While our findings revealed the non-superiority of RAASi over other antihypertensives and portrayed a class effect on several subgroups of study participants, it raised a challenging question on whether RAASi deserve their place as first-line therapy in managing diabetic nephropathy.

摘要

简介

糖尿病肾病是导致肾衰竭的主要原因。临床实践指南建议在任何阶段开肾素-血管紧张素-醛固酮系统抑制剂(RAASi)以预防糖尿病肾病。我们进行了这项系统评价和荟萃分析,比较了 RAASi 与安慰剂和其他抗高血压药物在患有糖尿病的成年人中的连续和二项肾脏结局,以全面了解 RAASi 对几个亚组的类效应。

方法

对 MEDLINE、CINAHL、EMBASE 和 Cochrane 图书馆进行了系统的电子检索,以确定持续时间≥12 个月的随机临床试验,招募了≥50 名患有任何阶段慢性肾脏病和蛋白尿的 1 型或 2 型糖尿病的成年参与者,无语言限制。

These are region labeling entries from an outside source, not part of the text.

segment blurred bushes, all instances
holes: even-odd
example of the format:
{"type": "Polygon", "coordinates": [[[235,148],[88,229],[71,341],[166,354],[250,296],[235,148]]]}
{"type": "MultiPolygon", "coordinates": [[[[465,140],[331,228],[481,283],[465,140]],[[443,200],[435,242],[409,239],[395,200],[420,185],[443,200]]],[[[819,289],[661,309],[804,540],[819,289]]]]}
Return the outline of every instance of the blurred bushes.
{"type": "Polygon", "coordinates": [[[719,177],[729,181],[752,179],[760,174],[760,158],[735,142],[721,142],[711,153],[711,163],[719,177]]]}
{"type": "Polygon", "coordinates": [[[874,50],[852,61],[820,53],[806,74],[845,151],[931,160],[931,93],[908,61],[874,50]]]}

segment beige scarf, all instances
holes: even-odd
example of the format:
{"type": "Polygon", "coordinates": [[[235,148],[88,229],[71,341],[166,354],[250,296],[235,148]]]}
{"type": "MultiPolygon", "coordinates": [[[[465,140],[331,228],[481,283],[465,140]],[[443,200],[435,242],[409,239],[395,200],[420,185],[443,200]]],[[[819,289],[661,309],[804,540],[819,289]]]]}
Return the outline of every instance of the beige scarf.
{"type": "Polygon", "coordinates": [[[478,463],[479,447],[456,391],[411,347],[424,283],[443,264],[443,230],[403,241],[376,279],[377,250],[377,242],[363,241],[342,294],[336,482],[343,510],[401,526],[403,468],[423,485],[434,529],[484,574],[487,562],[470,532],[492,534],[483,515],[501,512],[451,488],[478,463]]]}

两位评审员独立对研究进行了筛选,以符合纳入和排除标准。

结果

在这项荟萃分析中,来自 46 项研究的 26551 名糖尿病患者提供了证据。我们的分析表明,RAASi 在降低血清肌酐(原始平均差异[RMD] =-13.4 μmol/L;95%CI:-16.78;-10.01)和蛋白尿水平(标准化平均差异[SMD] =-1;95%CI:-1.57,-0.44,I=96%)方面优于安慰剂。与其他活性治疗相比,RAASi 并未降低血清肌酐(RMD=0.03 μmol/L;95%CI:-6.4,6.10,I=76%),导致肾小球滤过率(GFR)水平的非显著降低(RMD=-1.21 mL/min;95%CI:-4.52,2.09,I=86%),并导致蛋白尿水平适度降低(SMD=-0.55;95%CI:-0.95,-0.16,I=90%)。RAASi 在降低肾衰竭风险(OR=0.74;95%CI:0.56,0.97)和血清肌酐翻倍(SrCr;OR=0.71;95%CI:0.55,0.91)方面优于安慰剂,但在促进白蛋白尿的消退方面则不然(OR=3.00;95%CI:0.96,9.37)。然而,RAASi 在降低这些结局的风险方面并不优于其他抗高血压药。在安慰剂对照试验中,患有 2 型糖尿病、大量白蛋白尿和较长糖尿病病程的患者发生肾衰竭的风险较低,而较长的糖尿病病程、正常肾功能和高血压则增加了在活性对照试验中实现白蛋白尿消退的可能性。

结论

虽然我们的研究结果显示 RAASi 并不优于其他抗高血压药,而且在研究参与者的几个亚组中呈现出一种类效应,但它提出了一个具有挑战性的问题,即 RAASi 是否值得作为治疗糖尿病肾病的一线治疗药物。